A TALE OF TWO DICKENS

Charles Dickens: A Life
By Claire Tomalin (Viking 576pp £30)

Becoming Dickens: The Invention of a Novelist
By Robert Douglas-Fairhurst (Harvard University Press/Belknap Press 372pp £20)
Dickens with his daughters Mamie and Katey

There have been around ninety full-length lives of Dickens. As the 2012 bicentennial approaches the discriminating purchaser will be able to choose between three current frontrunners. Michael Slater's 2009 biography, still going strong in paperback, is one. A 'radically revised' reissue of Peter Ackroyd's 1990 biography is another. And, coming up fast on the outside track, we have Claire Tomalin.
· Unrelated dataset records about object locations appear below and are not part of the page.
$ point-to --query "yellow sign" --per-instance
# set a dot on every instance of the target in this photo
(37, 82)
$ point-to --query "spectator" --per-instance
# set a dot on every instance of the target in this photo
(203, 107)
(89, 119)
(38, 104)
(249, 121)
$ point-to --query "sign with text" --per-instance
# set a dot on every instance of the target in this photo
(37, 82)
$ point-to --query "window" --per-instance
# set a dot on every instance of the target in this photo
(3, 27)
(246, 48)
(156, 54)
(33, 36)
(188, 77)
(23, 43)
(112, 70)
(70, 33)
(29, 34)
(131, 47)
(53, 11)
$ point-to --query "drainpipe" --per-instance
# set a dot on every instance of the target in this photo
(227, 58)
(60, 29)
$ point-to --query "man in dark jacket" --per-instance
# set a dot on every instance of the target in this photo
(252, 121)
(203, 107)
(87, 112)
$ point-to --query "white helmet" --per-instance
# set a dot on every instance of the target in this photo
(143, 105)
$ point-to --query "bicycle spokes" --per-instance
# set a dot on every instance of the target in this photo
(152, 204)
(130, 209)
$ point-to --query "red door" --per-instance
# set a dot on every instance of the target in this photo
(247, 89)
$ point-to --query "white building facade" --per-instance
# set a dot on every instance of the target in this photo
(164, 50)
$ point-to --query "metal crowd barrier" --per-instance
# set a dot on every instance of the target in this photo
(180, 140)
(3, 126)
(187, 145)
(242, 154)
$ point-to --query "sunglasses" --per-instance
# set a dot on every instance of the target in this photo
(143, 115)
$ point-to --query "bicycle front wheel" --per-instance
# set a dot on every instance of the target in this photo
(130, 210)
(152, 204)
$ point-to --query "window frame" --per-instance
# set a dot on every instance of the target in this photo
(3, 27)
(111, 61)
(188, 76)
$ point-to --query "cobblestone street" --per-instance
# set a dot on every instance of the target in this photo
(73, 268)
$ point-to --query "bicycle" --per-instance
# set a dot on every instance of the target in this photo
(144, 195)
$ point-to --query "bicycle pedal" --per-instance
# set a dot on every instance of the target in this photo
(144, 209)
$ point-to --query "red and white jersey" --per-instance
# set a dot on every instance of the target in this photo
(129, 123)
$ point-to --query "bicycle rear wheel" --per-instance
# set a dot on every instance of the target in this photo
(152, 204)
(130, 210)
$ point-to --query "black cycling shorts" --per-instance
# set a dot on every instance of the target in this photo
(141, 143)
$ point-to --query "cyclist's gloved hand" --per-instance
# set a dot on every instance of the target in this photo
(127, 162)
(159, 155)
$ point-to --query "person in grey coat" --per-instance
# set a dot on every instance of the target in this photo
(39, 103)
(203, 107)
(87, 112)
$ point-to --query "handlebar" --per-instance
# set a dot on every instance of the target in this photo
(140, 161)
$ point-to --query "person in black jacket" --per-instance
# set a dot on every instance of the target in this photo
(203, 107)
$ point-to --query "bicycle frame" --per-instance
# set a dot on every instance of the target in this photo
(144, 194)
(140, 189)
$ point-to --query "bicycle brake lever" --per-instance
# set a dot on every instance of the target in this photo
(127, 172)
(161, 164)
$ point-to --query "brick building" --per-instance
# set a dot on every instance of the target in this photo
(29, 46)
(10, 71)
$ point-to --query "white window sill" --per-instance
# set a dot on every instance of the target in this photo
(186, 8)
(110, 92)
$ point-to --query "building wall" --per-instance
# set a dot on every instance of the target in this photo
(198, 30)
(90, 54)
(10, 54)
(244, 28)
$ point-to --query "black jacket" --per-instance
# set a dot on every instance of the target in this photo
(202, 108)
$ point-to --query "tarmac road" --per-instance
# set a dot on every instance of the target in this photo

Each brings something distinctive to the task. Slater's book is the distillation of fifty years' rigorous scholarship. Ackroyd brings a novelist's privileged insight to his subject. And Tomalin? She is a biographical big-game hunter, having already bagged Austen, Hardy, Pepys, Wollstonecraft and Mansfield. The shelf of prizes she has won testifies to her ability not just to write 'lives' but to bring the authors she writes about to life.
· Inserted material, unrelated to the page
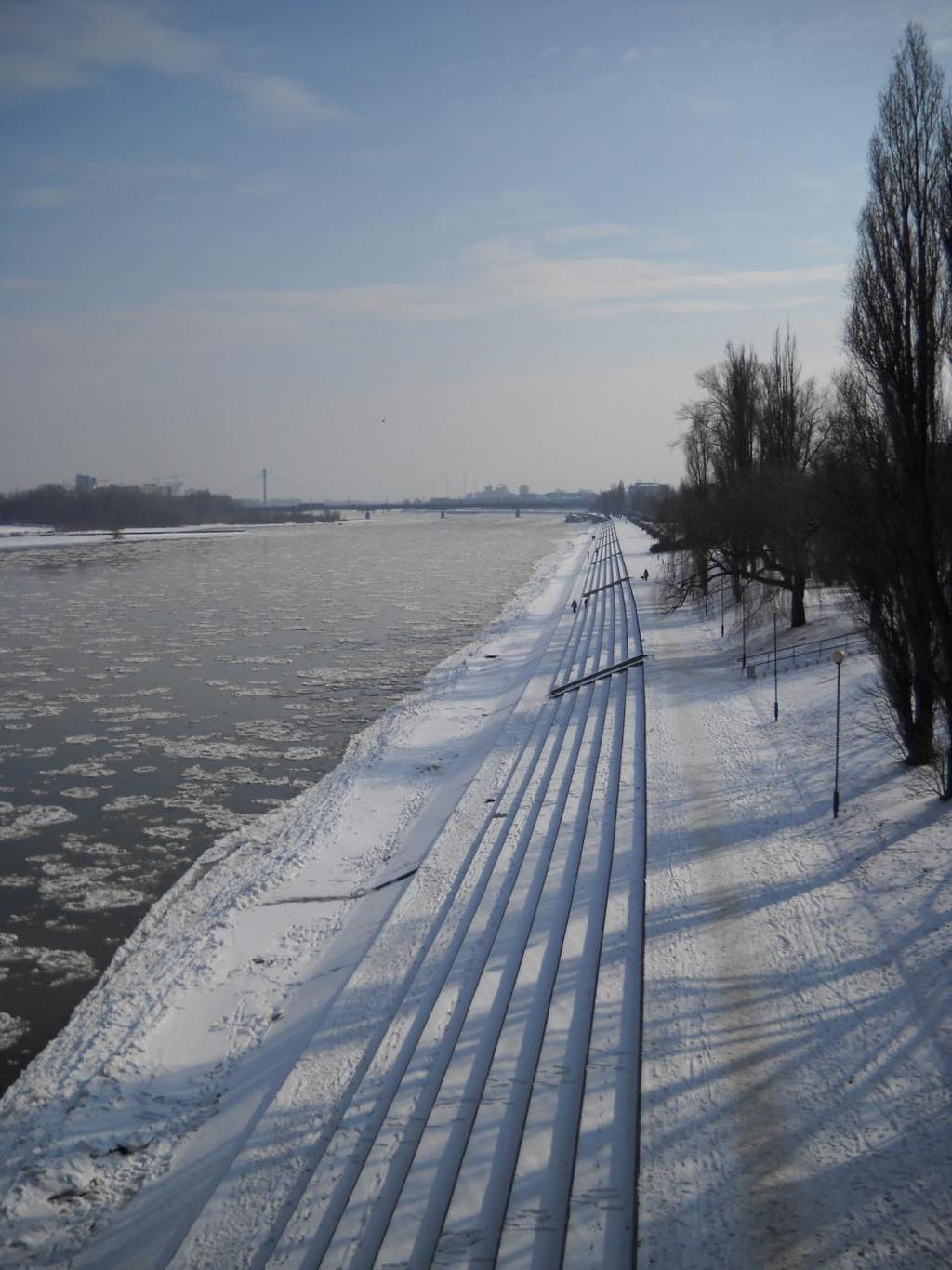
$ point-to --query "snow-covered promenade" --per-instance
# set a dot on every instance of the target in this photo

Most nineteenth-century novelists hated the idea of too much being known about them. As Henry James put it: 'My sole wish is to frustrate as utterly as possible the post-mortem exploiter' - a species of literary vermin anatomised in The Aspern Papers. James frustrated the publishing rascals with that handiest of weapons, the safety match. In the conflagration he started in his garden many things which prurient posterity yearns to know (what was that 'obscure hurt' in the groin area?) went up in smoke. Dickens, as his personal life went haywire at the end of the 1850s, lit a similar bonfire. It was so massive that his children roasted chestnuts in the embers. All that was left for the biographers was cold ashes. No chestnuts for them. Dickens went a step further in his campaign against the postmortem exploiter. At the astonishingly premature age of thirty-seven he appointed his bosom friend, John Forster, as his biographer. It was to Forster that he entrusted the unpublished 'autobiographical fragment' - that short sketch of his childhood which, like a plutonium pellet, has shaped every biography since.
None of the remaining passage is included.